William Taylor & Alan Webber edited Going Global
(New York: Viking 1996): interviews with Ohmae, venture
capital czar John Doerr, Nestle Vice-President Barbara
Kux and others. Essential reading if you're a Fast
Company member, otherwise not.
Joel Reidenberg's 2005 paper
Technology
& Internet Jurisdiction argues that conventional
wisdom about the erosion of national jurisdictional claims
is flawed, commenting that interactive technologies give
multiple states greater authority to claim personal jurisdiction
and enable states to enforce decisions electronically,
thereby bypassing some problems of foreign recognition
and enforcement.
concentration & competition
The role of referees on the digital playing field - level
or otherwise - remains contentious. One starting point
is the valedictory address
on Rethinking Antitrust Policies For The New Economy
by US Asst Attorney General Joel Klein.
Tony Freyer's Regulating Big Business: Antitrust in
Great Britain & America 1880-1990 (Cambridge:
Cambridge Uni Press 1992) and Antitrust and Global
Capitalism, 1930-2004 (Cambridge: Cambridge Uni Press
2006) provide a useful introduction to competition law
and politics.
They are more useful than Charles Geisst's facile Monopolies
in America: Empire Builders & their Enemies from Jay
Gould to Bill Gates (New York: Oxford Uni Press 2000)

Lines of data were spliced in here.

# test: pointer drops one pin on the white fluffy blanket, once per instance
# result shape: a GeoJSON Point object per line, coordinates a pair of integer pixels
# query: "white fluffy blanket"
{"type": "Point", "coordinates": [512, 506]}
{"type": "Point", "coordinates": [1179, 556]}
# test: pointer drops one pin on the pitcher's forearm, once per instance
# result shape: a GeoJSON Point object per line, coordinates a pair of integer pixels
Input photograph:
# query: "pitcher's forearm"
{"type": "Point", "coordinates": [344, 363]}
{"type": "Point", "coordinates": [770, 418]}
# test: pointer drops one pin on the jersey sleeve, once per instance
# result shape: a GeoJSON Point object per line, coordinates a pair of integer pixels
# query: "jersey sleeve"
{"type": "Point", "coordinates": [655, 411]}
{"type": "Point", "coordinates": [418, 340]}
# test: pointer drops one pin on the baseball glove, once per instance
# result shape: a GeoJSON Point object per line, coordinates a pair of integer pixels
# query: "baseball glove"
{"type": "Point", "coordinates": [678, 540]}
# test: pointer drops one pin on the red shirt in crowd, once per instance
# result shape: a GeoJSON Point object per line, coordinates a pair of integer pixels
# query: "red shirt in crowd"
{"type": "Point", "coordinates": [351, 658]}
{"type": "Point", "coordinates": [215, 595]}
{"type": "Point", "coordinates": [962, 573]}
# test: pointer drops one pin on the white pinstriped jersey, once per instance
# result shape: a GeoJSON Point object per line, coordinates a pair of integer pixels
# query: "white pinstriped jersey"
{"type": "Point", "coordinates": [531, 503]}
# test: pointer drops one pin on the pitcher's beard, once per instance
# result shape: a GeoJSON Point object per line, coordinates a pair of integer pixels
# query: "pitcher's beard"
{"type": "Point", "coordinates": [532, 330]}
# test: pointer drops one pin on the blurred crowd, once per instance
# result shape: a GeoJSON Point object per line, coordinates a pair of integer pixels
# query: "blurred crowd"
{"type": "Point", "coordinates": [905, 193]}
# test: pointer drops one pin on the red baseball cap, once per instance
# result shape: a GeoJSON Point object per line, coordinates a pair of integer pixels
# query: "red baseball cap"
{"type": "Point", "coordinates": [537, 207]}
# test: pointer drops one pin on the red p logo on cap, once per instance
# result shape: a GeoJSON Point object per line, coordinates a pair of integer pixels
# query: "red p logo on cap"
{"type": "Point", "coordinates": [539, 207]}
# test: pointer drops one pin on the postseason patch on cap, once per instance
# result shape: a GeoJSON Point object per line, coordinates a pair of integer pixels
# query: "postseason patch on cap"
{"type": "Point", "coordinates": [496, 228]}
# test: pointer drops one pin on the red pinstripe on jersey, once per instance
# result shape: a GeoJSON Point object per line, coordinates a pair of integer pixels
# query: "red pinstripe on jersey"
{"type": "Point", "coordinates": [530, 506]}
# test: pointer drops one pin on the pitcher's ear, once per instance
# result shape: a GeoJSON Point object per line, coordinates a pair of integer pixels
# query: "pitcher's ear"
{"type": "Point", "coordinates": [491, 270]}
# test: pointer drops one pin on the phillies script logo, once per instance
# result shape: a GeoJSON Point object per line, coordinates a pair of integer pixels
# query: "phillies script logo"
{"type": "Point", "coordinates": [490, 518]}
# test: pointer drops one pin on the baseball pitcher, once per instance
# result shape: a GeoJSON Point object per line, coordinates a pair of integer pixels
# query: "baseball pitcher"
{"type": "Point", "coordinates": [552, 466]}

and the somewhat paranoid Trust On Trial: How the Microsoft
Case is Reframing the Rules of Competition (Cambridge:
Perseus 2000) by Richard McKenzie.
Perspectives on Microsoft,
IBM and AT&T are
offered elsewhere on this site. Paul Ceruzzo's excellent
A History of Modern Computing (Cambridge: MIT Press
1998) in discussing the IBM anti-trust litigation notes
that
...both
sides, with all their highly paid legal and research staffs,
utterly and completely missed what everyone has since
recognised as the obvious way that computing would evolve
... one expert witness testified that "it is most
unlikely that any major new venture into the general purpose
computer industry can be expected. As late as 1986
one Justice Department economist, still fuming over dismissal
of the case, complained that "IBM faces no significant
domestic or foreign competition that could threaten its
dominance".
The
essays in The Future of Software (Cambridge: MIT
Press 1995) edited by Derek Leebaert suggest that the
'road ahead' won't be owned by Microsoft. That is consistent
with the analysis in the iconoclastic, persuasive
Who Owns the Media? Competition & Concentration
in the Mass Media Industry (Mahwah: Erlbaum 2000)
by Benjamin Compaine & Douglas Gomery and in Media
Ownership and Concentration in America (New York:
Oxford Uni Press 2007) by Eli Noam.
Peter Temin's The Fall of the Bell System (Cambridge:
Cambridge Uni Press 1988) and Gerald Brock in Telecommunication
Policy for the Information Age: From Monopoly to Competition
(Cambridge, Harvard Uni Press 1994) consider the fall
of Ma Bell, as much a result of innovations as of government
regulators.
Another perspective is provided in Manufacturing the
Future: A History of Western Electric (Cambridge:
Cambridge Uni Press 1999) by Stephen Adams & Orville
Butler and other studies noted in our revolutions profile.